Книги

Последние врата

22
18
20
22
24
26
28
30

Но, как ни странно, та неохота и настороженность, с какой бывший ученик шёл теперь на контакт, убедило самоуверенного вершителя судеб в успешном исходе задуманной интриги. Теперь, когда его главного соперника не стало, Никтус всё время пребывал в приподнятом настроении, ему хотелось быть снисходительным к слабостям самого молодого и своенравного из приверженцев Собора. Как раз так – со скрипом, словно в нежелании с избытком переплатить за оказанную поддержку, – и должен был, по мнению старца, вести себя, опасаясь подвоха, молодой неопытный воевода Порубежья. Когда Дэл, отказался было самолично явиться в капище Сварога на обсуждение Собором новой брони, а предложил вместо себя одного из своих тысяцких, Никтус откликнулся настойчиво, но мягко:

– Это всё равно, что Тимус займётся храмовой службой или Хатиман начнёт разъезжать по владетельным дворам. Не добычу дикоцвета обсуждаем. В таком тонком деле, сынок, нет мелочей. Творить заклинание Щита тебе, а не тысяцкому. Когда ты сможешь приехать?

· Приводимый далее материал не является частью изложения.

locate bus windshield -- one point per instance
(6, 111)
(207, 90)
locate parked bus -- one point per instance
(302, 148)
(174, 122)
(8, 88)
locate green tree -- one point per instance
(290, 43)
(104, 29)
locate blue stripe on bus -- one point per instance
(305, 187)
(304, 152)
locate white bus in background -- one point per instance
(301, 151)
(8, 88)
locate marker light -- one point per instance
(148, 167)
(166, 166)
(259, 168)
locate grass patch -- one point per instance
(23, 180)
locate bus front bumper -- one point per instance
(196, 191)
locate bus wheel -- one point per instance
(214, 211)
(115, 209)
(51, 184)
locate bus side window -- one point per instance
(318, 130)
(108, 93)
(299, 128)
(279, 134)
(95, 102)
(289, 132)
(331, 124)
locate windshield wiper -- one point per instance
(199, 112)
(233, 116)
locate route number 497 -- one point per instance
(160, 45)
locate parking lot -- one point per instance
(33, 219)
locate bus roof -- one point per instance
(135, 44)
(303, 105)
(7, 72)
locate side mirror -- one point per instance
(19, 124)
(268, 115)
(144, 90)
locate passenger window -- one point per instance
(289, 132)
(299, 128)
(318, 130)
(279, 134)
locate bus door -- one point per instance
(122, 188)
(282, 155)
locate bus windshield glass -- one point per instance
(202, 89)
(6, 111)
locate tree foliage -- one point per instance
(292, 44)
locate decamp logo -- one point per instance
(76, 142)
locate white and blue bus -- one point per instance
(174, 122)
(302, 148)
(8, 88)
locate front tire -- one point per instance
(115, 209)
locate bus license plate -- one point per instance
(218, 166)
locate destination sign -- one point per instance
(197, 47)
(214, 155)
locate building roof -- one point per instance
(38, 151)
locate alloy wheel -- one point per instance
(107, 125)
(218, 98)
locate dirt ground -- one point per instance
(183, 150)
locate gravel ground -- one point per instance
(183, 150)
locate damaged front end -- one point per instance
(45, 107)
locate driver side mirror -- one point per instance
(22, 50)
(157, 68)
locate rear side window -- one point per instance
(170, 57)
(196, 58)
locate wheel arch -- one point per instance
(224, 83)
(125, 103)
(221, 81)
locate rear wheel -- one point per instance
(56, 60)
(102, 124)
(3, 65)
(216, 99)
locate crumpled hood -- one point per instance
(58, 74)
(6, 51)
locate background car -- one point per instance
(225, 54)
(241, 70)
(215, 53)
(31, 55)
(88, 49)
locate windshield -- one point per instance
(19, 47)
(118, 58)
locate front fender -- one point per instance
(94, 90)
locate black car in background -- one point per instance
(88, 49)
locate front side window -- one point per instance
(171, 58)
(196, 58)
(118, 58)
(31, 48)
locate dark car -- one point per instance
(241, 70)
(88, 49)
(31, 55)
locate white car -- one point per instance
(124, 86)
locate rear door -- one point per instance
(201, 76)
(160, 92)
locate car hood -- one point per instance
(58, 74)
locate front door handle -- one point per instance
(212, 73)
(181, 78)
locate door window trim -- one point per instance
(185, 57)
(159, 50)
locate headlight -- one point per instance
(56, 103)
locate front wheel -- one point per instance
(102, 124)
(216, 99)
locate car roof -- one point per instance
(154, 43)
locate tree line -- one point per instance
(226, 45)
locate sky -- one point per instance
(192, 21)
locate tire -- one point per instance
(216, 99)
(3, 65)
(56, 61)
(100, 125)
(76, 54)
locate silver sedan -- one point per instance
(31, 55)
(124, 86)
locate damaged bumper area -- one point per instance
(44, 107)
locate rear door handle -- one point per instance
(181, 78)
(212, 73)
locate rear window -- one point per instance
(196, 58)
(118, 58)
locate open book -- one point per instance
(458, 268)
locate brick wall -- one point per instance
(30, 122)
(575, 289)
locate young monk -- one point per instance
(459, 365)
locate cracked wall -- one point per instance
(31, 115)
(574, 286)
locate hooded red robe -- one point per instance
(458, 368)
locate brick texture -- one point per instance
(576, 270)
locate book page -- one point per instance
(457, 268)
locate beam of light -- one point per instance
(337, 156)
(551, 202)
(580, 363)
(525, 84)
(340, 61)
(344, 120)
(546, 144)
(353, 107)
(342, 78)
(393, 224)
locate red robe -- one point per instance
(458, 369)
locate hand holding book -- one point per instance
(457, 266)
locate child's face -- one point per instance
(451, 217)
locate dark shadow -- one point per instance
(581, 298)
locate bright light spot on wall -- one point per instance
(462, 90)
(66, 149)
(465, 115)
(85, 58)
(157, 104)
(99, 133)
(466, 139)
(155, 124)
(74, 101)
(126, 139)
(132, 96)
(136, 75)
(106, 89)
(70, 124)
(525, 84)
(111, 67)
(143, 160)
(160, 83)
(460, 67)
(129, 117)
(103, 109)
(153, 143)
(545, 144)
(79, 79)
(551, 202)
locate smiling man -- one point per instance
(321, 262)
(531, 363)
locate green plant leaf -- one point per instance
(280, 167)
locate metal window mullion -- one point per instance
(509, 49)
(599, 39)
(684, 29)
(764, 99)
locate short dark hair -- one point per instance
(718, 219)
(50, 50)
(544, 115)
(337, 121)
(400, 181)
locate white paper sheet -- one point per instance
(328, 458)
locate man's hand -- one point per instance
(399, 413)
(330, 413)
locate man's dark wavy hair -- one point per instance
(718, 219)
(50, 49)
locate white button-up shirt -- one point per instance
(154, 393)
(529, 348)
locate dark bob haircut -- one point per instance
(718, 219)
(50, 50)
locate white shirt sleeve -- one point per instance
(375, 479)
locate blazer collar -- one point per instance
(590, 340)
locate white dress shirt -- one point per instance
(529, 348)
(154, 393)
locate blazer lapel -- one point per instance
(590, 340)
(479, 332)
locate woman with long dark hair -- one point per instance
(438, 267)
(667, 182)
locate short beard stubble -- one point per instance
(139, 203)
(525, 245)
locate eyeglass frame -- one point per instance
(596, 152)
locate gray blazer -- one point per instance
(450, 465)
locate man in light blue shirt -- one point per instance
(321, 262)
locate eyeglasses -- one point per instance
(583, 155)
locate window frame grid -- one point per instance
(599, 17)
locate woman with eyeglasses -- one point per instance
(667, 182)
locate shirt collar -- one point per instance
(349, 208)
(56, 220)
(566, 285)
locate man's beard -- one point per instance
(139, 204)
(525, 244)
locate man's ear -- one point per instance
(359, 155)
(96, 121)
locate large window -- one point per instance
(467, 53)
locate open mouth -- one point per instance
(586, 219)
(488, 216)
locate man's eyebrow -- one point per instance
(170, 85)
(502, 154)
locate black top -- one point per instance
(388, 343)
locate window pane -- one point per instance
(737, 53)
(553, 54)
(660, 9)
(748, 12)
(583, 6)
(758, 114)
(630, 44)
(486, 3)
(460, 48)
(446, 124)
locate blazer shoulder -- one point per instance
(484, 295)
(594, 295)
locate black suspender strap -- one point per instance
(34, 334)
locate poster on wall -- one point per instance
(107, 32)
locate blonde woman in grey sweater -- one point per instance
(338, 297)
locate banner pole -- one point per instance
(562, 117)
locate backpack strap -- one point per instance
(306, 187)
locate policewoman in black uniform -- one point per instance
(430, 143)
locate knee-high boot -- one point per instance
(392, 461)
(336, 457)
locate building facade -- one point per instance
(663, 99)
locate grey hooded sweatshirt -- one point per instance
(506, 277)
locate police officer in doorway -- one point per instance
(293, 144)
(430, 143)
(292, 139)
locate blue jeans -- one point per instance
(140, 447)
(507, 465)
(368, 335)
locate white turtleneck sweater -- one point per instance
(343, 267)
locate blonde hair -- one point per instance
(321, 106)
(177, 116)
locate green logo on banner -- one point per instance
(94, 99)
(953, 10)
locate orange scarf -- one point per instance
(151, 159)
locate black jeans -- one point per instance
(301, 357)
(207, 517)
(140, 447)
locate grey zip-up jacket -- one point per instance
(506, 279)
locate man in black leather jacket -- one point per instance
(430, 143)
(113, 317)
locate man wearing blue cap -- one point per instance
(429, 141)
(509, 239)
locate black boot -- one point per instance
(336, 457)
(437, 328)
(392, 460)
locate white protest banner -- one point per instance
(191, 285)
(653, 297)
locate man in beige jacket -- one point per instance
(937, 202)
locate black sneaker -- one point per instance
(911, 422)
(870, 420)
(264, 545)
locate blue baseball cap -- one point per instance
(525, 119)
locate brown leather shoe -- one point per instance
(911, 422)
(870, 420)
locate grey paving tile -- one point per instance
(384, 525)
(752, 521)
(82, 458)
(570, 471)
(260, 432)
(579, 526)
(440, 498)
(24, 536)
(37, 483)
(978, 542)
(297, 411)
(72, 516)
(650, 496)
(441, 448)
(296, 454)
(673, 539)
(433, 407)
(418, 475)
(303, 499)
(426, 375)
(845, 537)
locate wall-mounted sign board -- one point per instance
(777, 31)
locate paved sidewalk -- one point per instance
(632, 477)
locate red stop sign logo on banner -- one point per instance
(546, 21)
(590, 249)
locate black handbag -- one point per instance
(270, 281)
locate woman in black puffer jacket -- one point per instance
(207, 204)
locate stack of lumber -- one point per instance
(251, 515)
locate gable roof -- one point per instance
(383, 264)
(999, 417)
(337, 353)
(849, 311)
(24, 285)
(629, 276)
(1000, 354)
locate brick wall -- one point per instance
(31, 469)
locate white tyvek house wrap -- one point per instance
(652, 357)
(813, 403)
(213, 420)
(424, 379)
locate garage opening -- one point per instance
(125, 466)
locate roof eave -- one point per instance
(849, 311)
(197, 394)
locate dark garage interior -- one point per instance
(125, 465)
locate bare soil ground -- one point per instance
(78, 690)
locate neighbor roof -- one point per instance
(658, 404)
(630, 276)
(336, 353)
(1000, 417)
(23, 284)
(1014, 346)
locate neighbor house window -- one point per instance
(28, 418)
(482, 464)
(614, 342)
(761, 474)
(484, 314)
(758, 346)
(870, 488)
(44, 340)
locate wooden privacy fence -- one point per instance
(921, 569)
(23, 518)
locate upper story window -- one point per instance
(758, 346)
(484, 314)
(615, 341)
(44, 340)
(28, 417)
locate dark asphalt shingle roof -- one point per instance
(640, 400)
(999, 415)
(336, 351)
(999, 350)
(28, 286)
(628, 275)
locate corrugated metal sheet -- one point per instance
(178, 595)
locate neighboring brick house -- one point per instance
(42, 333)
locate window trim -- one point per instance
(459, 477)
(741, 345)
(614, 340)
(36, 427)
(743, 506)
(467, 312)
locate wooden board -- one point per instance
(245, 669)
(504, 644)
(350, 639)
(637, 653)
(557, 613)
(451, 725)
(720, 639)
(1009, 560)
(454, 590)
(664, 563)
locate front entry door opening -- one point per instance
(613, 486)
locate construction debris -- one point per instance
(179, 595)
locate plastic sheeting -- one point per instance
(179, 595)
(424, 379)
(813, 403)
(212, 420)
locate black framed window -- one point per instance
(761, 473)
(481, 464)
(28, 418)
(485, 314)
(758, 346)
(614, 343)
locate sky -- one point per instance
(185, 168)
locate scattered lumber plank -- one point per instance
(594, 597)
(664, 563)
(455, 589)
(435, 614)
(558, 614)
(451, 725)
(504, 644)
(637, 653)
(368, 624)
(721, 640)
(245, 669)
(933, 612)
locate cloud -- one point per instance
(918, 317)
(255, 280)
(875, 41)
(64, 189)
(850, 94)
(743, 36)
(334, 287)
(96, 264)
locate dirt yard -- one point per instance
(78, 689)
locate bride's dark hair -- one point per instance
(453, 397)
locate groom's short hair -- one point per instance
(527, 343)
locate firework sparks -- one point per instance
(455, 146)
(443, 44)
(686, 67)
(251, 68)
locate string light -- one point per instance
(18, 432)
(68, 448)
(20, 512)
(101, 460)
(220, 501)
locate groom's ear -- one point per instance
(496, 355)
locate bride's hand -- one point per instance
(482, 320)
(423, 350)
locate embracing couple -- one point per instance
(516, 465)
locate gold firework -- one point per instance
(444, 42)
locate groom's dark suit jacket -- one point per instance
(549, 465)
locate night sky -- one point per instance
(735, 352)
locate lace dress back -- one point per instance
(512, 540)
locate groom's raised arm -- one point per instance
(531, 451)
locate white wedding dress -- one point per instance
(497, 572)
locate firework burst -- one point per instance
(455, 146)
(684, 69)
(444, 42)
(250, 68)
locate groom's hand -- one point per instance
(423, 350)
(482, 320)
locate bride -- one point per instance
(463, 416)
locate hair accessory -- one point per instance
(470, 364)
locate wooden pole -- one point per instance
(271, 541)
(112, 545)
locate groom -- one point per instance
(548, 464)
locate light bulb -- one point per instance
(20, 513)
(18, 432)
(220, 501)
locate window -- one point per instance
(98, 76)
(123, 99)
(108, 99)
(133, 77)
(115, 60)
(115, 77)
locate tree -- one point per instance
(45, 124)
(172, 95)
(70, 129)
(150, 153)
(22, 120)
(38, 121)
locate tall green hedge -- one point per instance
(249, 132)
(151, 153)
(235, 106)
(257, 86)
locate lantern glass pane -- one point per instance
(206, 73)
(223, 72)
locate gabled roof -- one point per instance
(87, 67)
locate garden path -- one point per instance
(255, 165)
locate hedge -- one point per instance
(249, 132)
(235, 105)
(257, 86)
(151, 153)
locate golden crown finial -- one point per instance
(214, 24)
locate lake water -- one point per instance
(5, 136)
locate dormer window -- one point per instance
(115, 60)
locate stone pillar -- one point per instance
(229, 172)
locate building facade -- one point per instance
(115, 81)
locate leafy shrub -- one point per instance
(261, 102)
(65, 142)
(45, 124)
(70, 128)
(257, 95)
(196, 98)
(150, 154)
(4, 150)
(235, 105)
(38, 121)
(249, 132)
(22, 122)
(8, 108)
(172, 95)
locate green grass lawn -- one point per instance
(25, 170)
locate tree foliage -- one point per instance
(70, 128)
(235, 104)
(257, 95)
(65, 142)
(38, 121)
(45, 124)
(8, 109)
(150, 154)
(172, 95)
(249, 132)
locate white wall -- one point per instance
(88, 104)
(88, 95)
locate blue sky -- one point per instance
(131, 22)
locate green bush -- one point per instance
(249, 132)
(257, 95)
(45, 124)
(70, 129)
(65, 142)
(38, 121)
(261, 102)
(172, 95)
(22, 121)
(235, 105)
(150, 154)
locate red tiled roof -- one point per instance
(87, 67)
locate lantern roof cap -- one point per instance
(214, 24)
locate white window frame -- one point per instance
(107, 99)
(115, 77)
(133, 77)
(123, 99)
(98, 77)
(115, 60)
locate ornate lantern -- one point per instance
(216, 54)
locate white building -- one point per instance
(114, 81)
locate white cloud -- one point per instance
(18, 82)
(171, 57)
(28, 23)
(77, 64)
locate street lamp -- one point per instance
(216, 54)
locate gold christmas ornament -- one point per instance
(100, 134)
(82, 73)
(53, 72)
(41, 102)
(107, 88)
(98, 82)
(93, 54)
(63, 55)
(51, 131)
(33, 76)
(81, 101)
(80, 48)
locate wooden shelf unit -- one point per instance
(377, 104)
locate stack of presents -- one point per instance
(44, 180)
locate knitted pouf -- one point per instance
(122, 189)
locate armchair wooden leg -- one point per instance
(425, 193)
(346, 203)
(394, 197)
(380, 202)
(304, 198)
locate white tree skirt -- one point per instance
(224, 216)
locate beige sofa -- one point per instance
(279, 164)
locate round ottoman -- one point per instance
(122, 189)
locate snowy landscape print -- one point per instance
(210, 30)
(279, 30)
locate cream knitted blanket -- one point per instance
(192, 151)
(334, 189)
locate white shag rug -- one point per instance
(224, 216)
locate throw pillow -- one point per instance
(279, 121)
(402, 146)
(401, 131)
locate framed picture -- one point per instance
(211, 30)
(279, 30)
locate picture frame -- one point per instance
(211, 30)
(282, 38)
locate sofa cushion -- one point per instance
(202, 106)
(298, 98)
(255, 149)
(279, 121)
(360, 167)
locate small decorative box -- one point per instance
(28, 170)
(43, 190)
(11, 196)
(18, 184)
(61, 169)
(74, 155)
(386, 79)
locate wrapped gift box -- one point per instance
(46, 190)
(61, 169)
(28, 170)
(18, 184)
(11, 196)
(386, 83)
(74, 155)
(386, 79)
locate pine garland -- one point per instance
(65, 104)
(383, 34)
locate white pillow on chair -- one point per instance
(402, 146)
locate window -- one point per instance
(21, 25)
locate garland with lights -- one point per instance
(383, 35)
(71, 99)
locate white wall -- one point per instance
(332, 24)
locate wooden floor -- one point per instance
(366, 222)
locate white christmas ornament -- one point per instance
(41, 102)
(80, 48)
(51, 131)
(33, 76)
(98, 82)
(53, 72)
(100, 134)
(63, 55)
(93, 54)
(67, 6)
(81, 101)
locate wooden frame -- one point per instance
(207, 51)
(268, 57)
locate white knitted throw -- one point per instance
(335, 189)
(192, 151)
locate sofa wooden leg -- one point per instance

– Как только отгощусь у венценосного дома, – тот ещё не забыл своего школьного набора удачных отговорок, помогавших рыться в запретных ларцах вместо более приятных забав и способных даже сегодня усыпить бдительность вновь обретённого наставника. – Видишь ли, Стар как раз в Приграничье, и сколь долго будет принимать меня чина, сейчас не скажу. Освобожусь – дам знать…

* * *

Яромира гостила у венценосной подруги почти три дня.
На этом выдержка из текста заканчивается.